Passeggia lungo Via Vaynera, spesso chiamata l'"Arbat degli Urali", un viale pedonale fiancheggiato da negozi e ristoranti. Scopri il Monumento QWERTY, un'enorme scultura di tastiera in cemento sull'argine del fiume Iset, dove puoi interagire con i suoi tasti massicci. Immergiti nell'eredità del primo presidente della Russia presso il Centro Presidenziale Boris Eltsin, un moderno museo culturale e storico. Non perdere l'opportunità di stare con un piede in Europa e l'altro in Asia al monumento del confine Europa-Asia, una popolare opportunità fotografica appena fuori città.
Il periodo più favorevole per visitare Ekaterinburg va dalla tarda primavera all'inizio dell'autunno, in particolare da maggio a settembre. Durante questi mesi, il clima è gradevole, con temperature medie diurne comprese tra 18°C e 24°C (65°F e 75°F) a luglio, rendendolo adatto per visite turistiche e attività all'aperto. Luglio è spesso citato come il mese ottimale. Sebbene le precipitazioni aumentino durante questo periodo, le lunghe ore di luce diurna, fino a 17,7 ore a giugno, offrono ampio tempo per la scoperta. Gli inverni sono rigidi, con temperature che spesso scendono sotto i -30°C (-22°F), e nevicate abbondanti sono tipiche da ottobre ad aprile.

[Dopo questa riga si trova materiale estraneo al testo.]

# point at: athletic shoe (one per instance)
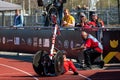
(75, 73)
(101, 64)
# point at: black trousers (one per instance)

Ekaterinburg è ben servita dai trasporti pubblici, tra cui metropolitana, autobus, tram, filobus e minibus (marshrutka). La metropolitana, entrata in funzione nel 1991, presenta una singola linea con nove stazioni, apprezzata per la sua efficienza, economicità e le stazioni adornate con pietre degli Urali. Un singolo biglietto costa circa 42 ₽ (circa 0,50 $). Per soggiorni prolungati, è disponibile un abbonamento mensile illimitato. Taxi e servizi di ride-sharing come Uber, Gett e Yandex.Taxi sono anch'essi facilmente accessibili e generalmente economici se prenotati tramite un'applicazione. Il centro città è sufficientemente compatto per tour a piedi. Ekaterinburg è una tappa significativa sulla Ferrovia Transiberiana, offrendo un viaggio autentico da Mosca (circa 26 ore di treno). Sebbene generalmente sicura per i viaggiatori, è consigliabile usare la normale cautela. L'inglese non è ampiamente parlato dalla popolazione generale, quindi si raccomanda di imparare frasi russe fondamentali o di utilizzare applicazioni di traduzione.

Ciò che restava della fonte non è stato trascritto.